La cosa que había surgido del interior de Índigo giraba y parpadeaba en el claro frente a ellos cual un fuego fatuo enloquecido. Carecía de forma propia —parecía consistir sólo en una luz de un descolorido tono nacarado— pero los ojos de Índigo, empañados por la conmoción, vislumbraron por un instante imitaciones de figuras humanas y animales en aquella forma que giraba sin freno, lo mismo que si el demonio, arrastrado fuera del refugio de su mente, intentara denodadamente encontrar alguna nueva imagen para aferrarse a ella.

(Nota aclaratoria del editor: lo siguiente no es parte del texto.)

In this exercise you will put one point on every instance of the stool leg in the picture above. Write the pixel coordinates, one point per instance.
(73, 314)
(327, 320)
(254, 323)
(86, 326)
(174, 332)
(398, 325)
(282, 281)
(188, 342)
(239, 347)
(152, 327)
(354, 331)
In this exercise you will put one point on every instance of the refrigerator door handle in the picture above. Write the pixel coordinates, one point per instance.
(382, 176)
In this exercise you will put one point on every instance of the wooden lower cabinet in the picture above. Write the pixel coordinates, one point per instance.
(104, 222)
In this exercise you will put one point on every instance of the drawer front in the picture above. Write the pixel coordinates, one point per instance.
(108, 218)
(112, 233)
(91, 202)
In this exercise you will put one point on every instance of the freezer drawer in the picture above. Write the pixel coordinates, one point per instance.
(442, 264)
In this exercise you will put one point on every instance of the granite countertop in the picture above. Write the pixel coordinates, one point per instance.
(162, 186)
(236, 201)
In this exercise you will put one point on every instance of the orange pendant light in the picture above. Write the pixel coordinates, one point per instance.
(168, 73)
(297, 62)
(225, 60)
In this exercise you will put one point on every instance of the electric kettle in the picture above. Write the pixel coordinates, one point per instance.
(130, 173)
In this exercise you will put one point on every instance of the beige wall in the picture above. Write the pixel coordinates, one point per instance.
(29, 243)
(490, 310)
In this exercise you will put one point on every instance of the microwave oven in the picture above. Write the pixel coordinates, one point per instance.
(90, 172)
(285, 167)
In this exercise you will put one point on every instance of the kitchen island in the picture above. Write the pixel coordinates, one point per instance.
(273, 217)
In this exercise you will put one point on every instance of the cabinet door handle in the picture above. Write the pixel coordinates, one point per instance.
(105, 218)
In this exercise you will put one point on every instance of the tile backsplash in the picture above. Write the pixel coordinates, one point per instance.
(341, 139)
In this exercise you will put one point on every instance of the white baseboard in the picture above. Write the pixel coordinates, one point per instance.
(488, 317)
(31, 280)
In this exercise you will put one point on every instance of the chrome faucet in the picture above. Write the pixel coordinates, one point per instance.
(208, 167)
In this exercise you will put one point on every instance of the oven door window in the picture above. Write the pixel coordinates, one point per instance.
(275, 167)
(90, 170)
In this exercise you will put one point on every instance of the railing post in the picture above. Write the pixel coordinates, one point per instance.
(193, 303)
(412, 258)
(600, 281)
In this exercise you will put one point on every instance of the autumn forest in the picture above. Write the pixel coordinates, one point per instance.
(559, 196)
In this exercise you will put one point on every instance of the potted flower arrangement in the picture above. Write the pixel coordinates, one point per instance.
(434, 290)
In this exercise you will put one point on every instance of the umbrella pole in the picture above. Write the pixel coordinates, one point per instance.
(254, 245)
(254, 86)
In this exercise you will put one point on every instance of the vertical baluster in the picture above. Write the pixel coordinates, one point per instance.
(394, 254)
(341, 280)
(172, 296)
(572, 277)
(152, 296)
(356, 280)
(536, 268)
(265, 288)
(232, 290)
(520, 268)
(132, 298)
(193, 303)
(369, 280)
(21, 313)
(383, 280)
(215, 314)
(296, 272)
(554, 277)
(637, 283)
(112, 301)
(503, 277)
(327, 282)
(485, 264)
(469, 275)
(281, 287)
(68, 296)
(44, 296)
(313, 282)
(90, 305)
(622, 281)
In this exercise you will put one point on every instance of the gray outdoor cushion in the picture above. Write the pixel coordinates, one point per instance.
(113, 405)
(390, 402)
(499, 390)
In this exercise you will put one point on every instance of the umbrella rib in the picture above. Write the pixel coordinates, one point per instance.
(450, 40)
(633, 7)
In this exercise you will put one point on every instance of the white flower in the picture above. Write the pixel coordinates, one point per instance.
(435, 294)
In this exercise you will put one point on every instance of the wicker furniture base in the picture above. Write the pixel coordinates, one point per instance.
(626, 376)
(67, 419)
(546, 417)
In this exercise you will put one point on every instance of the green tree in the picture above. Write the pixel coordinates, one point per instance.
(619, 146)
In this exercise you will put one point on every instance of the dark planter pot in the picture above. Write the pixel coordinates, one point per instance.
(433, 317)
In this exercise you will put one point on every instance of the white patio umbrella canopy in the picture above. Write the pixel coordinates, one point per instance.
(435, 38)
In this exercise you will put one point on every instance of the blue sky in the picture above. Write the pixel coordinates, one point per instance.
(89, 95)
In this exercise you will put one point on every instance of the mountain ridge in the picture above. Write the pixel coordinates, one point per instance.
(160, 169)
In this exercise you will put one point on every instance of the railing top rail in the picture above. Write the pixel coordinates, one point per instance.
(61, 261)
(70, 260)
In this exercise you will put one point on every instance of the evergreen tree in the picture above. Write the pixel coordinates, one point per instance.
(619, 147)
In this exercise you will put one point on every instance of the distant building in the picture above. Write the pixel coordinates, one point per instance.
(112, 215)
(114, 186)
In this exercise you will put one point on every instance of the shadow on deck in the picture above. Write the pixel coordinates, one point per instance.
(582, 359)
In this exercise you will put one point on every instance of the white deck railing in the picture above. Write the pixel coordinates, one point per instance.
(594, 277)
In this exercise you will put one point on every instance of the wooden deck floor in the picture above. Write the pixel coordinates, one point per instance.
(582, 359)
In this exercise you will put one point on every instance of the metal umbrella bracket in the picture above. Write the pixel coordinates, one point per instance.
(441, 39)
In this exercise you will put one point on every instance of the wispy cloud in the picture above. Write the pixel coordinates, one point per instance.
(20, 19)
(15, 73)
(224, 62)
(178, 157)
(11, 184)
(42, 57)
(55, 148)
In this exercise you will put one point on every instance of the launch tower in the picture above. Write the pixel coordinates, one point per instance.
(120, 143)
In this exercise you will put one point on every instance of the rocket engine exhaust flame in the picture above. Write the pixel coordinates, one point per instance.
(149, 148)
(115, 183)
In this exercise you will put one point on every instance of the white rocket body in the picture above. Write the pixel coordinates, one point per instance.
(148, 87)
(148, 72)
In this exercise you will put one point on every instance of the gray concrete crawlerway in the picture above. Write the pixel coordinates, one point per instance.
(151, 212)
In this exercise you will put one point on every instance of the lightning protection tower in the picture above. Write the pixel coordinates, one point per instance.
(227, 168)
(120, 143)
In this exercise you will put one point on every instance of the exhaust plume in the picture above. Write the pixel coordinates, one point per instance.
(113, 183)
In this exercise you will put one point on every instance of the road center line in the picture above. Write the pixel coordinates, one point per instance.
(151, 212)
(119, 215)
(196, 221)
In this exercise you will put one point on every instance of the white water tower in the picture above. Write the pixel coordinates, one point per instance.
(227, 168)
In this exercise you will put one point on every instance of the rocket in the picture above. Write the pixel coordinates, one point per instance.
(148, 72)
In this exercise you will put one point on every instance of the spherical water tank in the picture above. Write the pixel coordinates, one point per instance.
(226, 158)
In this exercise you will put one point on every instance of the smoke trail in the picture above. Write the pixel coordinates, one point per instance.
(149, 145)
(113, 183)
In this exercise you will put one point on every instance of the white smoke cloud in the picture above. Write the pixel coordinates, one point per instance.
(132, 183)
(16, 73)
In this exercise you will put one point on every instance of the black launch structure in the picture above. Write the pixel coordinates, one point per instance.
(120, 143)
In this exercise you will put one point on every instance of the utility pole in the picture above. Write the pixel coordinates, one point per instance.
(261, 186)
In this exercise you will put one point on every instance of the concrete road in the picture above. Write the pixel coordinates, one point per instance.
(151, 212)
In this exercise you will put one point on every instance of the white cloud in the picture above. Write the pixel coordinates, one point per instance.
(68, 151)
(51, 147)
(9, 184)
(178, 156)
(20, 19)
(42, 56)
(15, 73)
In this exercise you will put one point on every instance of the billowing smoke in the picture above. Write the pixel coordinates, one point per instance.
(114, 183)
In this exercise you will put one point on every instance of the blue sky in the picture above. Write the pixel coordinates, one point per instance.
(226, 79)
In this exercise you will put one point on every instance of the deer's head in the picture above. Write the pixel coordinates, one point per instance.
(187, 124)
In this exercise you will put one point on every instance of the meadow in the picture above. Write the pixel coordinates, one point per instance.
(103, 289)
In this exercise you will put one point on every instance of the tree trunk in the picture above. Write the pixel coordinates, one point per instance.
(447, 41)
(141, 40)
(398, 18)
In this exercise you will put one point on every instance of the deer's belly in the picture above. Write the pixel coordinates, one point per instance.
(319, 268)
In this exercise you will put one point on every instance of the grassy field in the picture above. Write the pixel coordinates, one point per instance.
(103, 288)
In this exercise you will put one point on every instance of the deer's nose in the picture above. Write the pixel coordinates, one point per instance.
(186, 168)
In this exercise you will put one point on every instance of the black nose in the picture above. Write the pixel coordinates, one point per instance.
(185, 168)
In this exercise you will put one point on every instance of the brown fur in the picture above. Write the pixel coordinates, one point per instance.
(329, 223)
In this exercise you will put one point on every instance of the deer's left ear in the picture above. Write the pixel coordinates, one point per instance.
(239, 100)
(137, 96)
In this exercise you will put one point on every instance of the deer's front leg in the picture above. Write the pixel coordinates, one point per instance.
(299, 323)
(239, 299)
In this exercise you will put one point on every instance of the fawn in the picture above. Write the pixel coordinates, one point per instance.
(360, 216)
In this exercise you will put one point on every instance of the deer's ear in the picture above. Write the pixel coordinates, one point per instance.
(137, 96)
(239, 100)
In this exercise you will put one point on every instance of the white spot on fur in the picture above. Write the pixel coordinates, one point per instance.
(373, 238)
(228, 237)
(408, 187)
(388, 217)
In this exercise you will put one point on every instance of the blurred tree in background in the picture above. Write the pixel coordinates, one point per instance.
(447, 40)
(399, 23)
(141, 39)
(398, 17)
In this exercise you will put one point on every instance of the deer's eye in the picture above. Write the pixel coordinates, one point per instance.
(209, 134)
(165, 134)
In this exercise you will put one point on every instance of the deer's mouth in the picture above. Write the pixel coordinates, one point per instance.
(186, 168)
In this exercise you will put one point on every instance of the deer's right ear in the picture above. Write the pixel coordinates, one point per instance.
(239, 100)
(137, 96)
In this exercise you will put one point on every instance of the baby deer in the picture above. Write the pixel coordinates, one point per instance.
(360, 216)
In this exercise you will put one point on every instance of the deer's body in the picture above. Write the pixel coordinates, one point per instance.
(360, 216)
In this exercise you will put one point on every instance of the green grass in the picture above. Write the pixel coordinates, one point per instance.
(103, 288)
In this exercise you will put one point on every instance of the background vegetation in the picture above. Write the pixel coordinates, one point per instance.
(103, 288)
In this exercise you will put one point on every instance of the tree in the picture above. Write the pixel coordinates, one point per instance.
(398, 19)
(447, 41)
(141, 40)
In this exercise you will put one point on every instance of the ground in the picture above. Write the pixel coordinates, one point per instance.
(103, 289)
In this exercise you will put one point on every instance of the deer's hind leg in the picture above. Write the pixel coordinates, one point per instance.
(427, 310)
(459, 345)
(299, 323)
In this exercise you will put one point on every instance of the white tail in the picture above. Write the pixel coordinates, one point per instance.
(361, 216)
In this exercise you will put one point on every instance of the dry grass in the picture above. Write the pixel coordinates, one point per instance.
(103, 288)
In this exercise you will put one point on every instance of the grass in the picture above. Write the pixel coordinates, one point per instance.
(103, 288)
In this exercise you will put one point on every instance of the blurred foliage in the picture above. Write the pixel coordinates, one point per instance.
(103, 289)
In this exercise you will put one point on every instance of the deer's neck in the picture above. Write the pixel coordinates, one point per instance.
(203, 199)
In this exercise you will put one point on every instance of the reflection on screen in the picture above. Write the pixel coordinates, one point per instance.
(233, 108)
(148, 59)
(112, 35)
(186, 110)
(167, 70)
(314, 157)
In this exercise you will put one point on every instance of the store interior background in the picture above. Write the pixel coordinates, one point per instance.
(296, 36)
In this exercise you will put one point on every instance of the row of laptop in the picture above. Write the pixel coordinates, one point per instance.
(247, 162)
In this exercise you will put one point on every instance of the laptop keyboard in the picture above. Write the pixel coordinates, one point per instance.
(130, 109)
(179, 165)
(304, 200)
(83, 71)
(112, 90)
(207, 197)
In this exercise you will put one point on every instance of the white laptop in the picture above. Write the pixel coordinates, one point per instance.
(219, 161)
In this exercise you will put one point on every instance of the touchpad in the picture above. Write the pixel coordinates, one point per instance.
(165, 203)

Unos brazos retorcidos se agitaron, pezuñas hendidas patearon en el aire; una mano de tres dedos se convirtió en la hoja de una espada; la cola de una serpiente en cuyo extremo brillaba la cuchilla de un hacha fue blandida con violencia. Y con sus bocas, picos y hocicos, aulló y gimoteó con creciente pánico.
Una voz cálida y poderosa resonó en la mente de Índigo: eran Grimya y el tigre juntos. Y le decían:
«¡mata!»
Índigo sonrió. Notó que la sonrisa resquebrajaba sus labios helados y agradeció el dolor porque era real, era humano, era parte de su propio ser incontaminado. La loba, el tigre y ella empezaron a rodear aquella cosa que parpadeaba y gimoteaba sin cesar. El tigre tenía la cabeza levantada, los ojos relucían voraces; Grimya jadeaba, anhelante, lista; y la mano de Índigo se cerró alrededor de la empuñadura de su cuchillo y lo sacó de la funda. El círculo se cerraba, se cerraba. Más cerca, cada vez más cerca.